What polls really represent



Clinton and Trump currently hold the top runner positions in the election for presidency based off of the recent primary and caucus. Clinton is a professional politician, while Trump is a well known businessman. Photo credits of MCT Campus.

Sarah Horne, Broadcast Editor in Chief

  With over 300,000,000 individuals in the United States, how is it possible to take a poll about all their opinions? Many people never, or rarely answer the random phone calls, or online test, either by choice or by simply never being asked.

  How polls begin

  When someone wants a poll conducted, their first step is to contact a poll company; some of these being The Gallup Poll, Mason-Dixon, SurveyUSA. They tell them the question they want asked, when to conduct the poll, amount of people to interview, and how the data results will be presented.
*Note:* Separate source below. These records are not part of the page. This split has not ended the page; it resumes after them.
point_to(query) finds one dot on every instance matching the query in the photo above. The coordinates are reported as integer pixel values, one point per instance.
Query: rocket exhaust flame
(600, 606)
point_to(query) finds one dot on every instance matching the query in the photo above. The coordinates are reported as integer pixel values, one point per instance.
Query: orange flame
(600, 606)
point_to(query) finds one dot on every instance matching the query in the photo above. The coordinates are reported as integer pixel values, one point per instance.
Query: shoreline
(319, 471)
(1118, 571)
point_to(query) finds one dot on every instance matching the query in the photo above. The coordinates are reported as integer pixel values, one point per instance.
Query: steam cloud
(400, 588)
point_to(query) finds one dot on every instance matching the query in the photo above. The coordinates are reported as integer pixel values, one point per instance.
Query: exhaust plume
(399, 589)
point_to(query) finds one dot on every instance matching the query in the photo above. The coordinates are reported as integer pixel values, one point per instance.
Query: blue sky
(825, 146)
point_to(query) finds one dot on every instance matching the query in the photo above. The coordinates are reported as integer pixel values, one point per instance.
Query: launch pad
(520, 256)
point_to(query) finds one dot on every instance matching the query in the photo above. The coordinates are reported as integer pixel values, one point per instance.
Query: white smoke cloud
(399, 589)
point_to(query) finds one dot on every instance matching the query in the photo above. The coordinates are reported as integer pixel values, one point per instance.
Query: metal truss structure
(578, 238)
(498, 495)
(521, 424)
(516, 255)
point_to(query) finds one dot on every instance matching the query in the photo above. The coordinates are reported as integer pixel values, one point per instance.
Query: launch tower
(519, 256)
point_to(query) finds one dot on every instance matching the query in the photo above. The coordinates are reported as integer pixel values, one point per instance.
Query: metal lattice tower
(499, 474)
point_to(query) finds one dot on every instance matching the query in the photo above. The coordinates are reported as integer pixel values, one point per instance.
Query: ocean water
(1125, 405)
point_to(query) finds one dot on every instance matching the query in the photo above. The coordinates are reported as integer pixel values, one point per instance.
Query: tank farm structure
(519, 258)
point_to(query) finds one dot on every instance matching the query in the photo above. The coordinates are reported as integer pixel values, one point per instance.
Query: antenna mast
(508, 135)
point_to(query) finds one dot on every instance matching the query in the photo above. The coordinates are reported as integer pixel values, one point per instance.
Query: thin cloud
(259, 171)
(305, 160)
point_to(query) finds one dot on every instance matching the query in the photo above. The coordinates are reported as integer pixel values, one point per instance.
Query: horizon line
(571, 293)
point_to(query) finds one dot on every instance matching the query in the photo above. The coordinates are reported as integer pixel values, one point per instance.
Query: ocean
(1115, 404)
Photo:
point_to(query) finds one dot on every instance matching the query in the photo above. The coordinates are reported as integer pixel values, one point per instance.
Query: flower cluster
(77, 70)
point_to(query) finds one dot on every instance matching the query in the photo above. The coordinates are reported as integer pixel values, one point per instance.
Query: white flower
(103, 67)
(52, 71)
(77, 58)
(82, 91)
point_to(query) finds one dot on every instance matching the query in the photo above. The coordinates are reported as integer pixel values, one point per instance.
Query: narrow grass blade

  Next, a call center is hired for the job and the interviews begin. Once they interview the designated amount of people, the data is submitted, and the data, and randomness of the sample  is checked.
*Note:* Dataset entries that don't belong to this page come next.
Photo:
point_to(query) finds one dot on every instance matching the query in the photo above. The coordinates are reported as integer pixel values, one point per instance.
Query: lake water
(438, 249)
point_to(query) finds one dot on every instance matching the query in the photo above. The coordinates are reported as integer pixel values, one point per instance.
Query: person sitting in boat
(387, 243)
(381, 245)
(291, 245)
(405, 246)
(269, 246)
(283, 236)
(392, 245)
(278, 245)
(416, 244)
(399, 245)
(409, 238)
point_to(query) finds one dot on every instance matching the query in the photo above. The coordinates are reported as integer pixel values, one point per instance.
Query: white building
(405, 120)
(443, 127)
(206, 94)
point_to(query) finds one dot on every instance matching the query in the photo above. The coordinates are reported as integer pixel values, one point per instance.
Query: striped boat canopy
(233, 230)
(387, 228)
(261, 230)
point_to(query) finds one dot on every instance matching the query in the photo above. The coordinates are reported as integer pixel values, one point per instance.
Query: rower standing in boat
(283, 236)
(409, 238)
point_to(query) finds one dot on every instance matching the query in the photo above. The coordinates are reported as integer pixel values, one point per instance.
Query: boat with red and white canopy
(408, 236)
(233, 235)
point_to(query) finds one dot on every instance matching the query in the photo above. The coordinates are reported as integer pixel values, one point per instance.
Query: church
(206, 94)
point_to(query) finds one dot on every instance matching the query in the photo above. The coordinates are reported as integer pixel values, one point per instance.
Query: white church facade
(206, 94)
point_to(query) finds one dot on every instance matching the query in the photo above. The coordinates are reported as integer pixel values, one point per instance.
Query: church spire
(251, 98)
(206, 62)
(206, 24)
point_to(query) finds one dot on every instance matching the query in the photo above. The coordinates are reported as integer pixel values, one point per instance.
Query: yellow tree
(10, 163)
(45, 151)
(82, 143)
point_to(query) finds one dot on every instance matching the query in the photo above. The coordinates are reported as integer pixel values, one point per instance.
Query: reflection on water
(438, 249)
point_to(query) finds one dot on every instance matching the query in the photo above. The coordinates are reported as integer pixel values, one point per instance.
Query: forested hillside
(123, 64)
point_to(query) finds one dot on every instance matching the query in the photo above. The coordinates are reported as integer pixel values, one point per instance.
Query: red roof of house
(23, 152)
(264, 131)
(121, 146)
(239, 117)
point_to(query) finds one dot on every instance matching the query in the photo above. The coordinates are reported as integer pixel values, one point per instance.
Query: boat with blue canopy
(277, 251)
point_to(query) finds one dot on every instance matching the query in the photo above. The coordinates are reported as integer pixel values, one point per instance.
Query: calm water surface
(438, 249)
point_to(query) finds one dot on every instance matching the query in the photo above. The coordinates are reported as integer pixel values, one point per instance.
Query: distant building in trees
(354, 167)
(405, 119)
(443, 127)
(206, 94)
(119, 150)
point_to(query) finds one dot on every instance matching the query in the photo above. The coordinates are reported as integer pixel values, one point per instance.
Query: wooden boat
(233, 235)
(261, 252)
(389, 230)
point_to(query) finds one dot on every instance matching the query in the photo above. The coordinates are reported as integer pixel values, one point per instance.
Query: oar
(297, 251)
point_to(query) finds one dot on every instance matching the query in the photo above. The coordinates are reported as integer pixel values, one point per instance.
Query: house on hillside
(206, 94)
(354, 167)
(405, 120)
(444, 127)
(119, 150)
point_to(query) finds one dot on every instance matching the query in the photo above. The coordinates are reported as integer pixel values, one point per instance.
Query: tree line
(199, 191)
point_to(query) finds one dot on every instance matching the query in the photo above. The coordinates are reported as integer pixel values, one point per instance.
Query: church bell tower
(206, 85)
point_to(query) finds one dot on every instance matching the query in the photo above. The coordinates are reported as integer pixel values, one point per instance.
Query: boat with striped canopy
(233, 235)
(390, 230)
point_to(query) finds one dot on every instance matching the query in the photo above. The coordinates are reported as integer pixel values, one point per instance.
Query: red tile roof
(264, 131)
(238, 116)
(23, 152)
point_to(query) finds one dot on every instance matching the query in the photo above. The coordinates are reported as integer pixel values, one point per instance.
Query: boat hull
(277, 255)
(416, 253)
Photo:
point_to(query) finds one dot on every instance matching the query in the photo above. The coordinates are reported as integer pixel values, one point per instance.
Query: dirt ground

Opportunity to be interviewed

  Not everyone has an equal chance of being asked for their input. Poll companies never poll Americans who live overseas. This results in about seven million people not being included in their results.
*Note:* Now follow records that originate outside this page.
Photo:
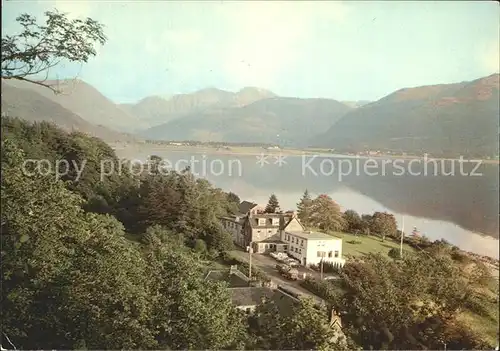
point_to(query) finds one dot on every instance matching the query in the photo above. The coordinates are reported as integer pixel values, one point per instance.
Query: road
(268, 265)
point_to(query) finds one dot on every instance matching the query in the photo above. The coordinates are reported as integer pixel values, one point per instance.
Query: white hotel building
(311, 247)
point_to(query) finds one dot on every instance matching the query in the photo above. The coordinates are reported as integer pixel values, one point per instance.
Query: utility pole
(402, 235)
(250, 251)
(322, 258)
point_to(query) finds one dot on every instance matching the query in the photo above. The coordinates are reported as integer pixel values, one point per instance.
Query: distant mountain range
(28, 104)
(447, 119)
(155, 110)
(279, 120)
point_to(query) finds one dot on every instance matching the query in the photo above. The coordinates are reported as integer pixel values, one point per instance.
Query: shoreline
(255, 151)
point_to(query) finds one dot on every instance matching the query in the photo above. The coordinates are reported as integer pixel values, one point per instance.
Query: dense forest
(96, 255)
(115, 263)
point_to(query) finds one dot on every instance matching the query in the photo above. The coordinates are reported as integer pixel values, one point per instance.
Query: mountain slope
(287, 121)
(155, 110)
(87, 102)
(448, 119)
(29, 105)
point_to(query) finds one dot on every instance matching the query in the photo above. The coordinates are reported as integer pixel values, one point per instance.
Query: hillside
(356, 104)
(448, 120)
(155, 110)
(286, 121)
(87, 102)
(29, 105)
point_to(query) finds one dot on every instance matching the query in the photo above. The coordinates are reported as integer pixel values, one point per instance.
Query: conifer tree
(272, 204)
(304, 208)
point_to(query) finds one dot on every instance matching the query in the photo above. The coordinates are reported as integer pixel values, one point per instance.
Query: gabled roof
(246, 206)
(287, 222)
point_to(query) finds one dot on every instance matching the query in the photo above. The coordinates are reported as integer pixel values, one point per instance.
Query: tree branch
(55, 90)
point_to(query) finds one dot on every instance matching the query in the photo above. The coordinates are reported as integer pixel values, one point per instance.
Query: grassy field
(486, 326)
(367, 244)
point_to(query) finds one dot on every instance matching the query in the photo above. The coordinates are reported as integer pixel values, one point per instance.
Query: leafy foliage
(409, 304)
(304, 208)
(383, 224)
(39, 47)
(272, 205)
(326, 215)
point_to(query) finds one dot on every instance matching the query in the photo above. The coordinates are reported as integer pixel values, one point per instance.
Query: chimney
(334, 318)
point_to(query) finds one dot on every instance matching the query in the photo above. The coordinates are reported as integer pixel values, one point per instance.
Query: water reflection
(455, 207)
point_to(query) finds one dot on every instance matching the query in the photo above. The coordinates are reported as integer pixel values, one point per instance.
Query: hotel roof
(310, 235)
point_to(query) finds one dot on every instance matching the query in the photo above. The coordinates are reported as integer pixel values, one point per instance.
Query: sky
(340, 50)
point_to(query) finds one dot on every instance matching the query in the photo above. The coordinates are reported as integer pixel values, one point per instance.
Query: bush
(328, 267)
(257, 274)
(321, 288)
(354, 242)
(394, 253)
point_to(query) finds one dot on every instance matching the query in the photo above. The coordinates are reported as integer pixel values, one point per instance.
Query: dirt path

  Also, since individuals interviewed have the options whether they want to participate, poll companies might call ten times the people  they need in order to have the proper amount for the results.

This process of calling individuals for a poll must be distributed over the course of a few days in order to also give the opportunity to be included, to all individuals. Poll companies will get different people, and therefore different results if they call late on a Friday evening, than midday on a Tuesday.

Asking the right questions

  The way a poll question is asked can trigger different responses, even if it is asking for the same result.

  Whether an individual is asked if the Ohio senate election was held today, for whom would you vote, verses, If the Ohio Senate election was held today, would you vote for the Democratic or the Republican, the two questions, although asking the same general question, would produce different results.

Margin of Error

  The concept of Margin of Error is used often when it comes to polls. An example of Margin of Error is if poll companies called people in a state that is divided equally between Democrats and Republicans but accidentally called more Democrats than Republicans. This would skew the data collected into viewing that given state as more democratic than republican.

  Poll companies know this, and have found that the Margin of Error is commonly around 3%-6%.

  Given this information, if a poll is conducted about leading candidates, and two candidates are polled to have the support of 49 percent.and 55 Percent, the two candidates are statistically tied, due to Margin of Error.